Оленька, ее дочь, портниха, 20-ти лет.
Пульхерия Андревна Гущина, жена чиновника.
Прохор Гаврилыч Васютин, титулярный советник.
Небольшая комната; направо окно на улицу, подле окна стол, на котором лежат разные принадлежности шитья; прямо дверь; налево за перегородкой кровать.
Оленька (сидит у стола, шьет и поет вполголоса):
Ах, житье, житье! (Вздыхает.) Надо опять к Ивану Яковличу сходить, погадать про судьбу свою. Прошлый раз он мне хорошо сказал. По его словам выходит, что чуть ли мне не быть барыней. А ведь что ж мудреного? нешто не бывает? На грех мастера нет. Прохор Гаврилыч ведь обещал жениться, так, может, и сдержит свое обещание. Хорошо бы было; доходы он получает- большие; можно бы тону задать. Вот только разве семья-то у него, а то бы он женился, он на это прост. Да ведь и все они судейские-то такие. Я прежде сама дивилась, как это они, при своих чинах, да на нашей сестре женятся; а теперь, как поглядела на них, так ничего нет удивительного. Тяжелые все да ленивые, компанию такую водят, что им хороших барышень видеть негде: ну, да и по жизни по своей они в хорошем обществе быть не могут, – ему тяжело, он должен там тяготиться. Ну, а с нами-то ему ловко, за ним ухаживают, а он и рад. Ему без няньки одного дня не прожить, ему и платок-то носовой в карман положь, а то он забудет. Ходит только в свой суд да денег носит, а уж другим чем заняться ему лень. Пристану-ка я к Прохору Гаврилычу: «Что ж, мол, ты жениться обещал», – разные ему резонты подведу – авось у нас дело-то как-нибудь и сладится. Уж как я тогда оденусь! Вкусу-то мне не занимать стать, – сама портниха. (Поет.)
и т. д.
Татьяна Никоновна входит.
Оленька и Татьяна Никоновна.
Татьяна Никоновна. Знаешь что, Оленька, я хочу тут к окну-то занавеску повесить. Оно, конечно, красота небольшая, а вес как будто лучше.

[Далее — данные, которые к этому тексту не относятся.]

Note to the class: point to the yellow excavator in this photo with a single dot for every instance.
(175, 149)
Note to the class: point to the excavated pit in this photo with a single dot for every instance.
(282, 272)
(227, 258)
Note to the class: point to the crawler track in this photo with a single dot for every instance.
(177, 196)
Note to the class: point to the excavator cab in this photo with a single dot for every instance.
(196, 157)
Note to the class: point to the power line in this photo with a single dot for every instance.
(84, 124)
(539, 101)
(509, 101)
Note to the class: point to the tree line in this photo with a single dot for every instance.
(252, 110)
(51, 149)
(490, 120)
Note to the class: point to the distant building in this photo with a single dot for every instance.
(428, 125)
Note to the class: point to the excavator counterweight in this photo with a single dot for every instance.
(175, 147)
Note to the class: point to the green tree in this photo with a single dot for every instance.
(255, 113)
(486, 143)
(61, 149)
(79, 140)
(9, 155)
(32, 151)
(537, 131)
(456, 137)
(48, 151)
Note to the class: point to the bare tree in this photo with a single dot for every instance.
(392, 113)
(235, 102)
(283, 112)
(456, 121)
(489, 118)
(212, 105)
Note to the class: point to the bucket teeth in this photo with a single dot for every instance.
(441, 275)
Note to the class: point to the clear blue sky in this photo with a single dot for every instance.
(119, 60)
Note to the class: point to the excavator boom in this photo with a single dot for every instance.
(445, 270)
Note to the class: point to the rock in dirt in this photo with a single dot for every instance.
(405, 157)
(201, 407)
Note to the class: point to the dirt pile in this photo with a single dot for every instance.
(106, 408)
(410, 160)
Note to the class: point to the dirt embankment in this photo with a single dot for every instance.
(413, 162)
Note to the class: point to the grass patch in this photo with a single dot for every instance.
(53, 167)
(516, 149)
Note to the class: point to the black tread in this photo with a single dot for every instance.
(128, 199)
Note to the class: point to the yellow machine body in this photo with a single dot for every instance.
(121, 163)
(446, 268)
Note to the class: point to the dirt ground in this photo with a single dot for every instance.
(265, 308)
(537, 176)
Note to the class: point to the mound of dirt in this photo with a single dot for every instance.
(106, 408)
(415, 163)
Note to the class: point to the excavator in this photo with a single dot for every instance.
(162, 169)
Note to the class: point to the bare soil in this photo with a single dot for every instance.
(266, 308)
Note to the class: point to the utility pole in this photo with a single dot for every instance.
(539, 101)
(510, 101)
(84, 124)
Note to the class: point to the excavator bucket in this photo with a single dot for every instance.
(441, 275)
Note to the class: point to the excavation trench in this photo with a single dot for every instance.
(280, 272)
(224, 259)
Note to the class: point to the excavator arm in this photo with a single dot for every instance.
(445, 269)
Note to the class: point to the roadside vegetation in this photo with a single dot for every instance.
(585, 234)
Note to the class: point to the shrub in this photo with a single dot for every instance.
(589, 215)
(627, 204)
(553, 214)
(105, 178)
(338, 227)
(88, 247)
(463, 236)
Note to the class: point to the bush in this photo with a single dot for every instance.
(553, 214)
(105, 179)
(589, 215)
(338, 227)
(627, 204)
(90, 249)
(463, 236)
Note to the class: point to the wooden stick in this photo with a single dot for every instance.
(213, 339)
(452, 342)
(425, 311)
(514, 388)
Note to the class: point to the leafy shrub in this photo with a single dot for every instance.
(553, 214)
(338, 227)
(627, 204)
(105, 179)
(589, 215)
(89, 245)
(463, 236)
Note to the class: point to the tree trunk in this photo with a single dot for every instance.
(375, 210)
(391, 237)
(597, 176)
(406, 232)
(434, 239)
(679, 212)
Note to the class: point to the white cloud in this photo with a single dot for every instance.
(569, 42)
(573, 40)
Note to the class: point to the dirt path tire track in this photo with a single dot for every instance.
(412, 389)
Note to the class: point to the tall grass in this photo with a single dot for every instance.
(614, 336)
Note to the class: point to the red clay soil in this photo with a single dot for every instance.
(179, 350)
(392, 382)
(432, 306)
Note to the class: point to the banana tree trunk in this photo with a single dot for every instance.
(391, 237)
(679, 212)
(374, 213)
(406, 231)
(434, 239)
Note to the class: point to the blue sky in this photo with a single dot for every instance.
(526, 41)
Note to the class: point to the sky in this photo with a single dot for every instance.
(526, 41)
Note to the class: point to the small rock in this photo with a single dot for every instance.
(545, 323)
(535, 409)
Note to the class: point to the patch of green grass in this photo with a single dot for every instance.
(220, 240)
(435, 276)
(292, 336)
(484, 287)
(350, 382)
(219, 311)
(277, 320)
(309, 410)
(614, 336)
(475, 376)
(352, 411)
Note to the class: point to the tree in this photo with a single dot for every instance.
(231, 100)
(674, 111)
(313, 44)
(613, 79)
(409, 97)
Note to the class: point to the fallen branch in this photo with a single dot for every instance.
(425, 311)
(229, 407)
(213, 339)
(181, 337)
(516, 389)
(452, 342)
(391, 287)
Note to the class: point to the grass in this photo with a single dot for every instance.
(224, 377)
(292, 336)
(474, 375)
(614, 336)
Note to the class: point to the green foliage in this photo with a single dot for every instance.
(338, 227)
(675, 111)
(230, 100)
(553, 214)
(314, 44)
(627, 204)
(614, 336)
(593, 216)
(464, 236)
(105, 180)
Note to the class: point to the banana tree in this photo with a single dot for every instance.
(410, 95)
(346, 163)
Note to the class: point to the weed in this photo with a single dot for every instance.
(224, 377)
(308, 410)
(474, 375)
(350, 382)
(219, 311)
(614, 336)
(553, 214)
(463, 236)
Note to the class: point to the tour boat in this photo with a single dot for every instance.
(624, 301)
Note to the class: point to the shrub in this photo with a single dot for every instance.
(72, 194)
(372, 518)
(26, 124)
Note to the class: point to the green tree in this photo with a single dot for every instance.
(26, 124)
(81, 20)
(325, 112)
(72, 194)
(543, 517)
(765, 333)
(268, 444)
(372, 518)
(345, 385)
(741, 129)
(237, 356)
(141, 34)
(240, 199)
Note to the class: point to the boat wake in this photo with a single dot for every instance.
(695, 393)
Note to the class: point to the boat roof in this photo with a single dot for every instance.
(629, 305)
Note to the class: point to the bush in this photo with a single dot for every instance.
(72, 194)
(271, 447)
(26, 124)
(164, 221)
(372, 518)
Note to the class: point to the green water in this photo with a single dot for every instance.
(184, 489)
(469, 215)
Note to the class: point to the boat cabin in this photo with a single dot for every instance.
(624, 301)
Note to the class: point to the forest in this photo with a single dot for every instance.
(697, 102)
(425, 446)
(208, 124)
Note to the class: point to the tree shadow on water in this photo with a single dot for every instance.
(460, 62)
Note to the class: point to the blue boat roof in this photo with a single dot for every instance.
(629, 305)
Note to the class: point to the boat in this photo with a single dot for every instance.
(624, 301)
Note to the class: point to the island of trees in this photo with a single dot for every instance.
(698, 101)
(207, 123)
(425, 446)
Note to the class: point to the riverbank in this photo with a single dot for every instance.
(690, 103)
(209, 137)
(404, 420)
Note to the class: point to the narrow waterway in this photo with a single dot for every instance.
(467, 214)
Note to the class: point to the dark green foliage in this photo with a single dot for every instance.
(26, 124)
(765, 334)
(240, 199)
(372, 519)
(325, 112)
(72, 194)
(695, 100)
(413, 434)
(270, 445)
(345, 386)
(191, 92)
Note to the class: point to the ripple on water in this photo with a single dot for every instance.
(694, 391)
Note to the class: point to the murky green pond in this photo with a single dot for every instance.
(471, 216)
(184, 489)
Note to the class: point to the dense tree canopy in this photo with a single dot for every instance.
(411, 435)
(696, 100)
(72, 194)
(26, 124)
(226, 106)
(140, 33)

Оленька. А я так думаю, что не к чему.
Татьяна Никоновна. А к тому, что прохожие всё заглядывают.
Оленька. Что ж, вы боитесь, что сглазят нас с вами?
Татьяна Никоновна. Сглазить-то не сглазят, да ты-то все у меня повесничаешь.
Оленька. Вот что! Скажите пожалуйста!
Татьяна Никоновна. Да, толкуй тут себе, а я все вижу.
Оленька. Что же такое вы видите? Скажите, очень интересно будет послушать.
Татьяна Никоновна. А ты бы вот меньше тарантила! А то не дашь матери рта разинуть, на каждое слово десять резонтов найдешь. Ты только знай, что от меня ничего не скроется.
Оленька. Тем для вас больше чести: означает, что вы проницательная женщина.
Татьяна Никоновна. Да уж конечно.
Оленька. А коли вы проницательны, так, значит, вы знаете моих обожателев.
Татьяна Никоновна. Разумеется, знаю.
Оленька. А вот ошиблись: у меня их нет!
Татьяна Никоновна. Ты мне зубы-то не заговаривай.
Оленька. Ну, скажите, коли знаете!
Татьяна Никоновна. Екзамент, что ли, ты мне хочешь делать? Сказано, что знаю, вот ты и мотай себе теперь на ус. Ты думаешь обмануть мать – нет, шалишь: будь ты вдесятеро умней, и то не обманешь.
Оленька. Коли вы чувствуете себя, что вы так длинновидны, пускай это при вас и останется.
Татьяна Никоновна. Да-с, длинновидны-с; потому что вам доверия сделать нельзя-с.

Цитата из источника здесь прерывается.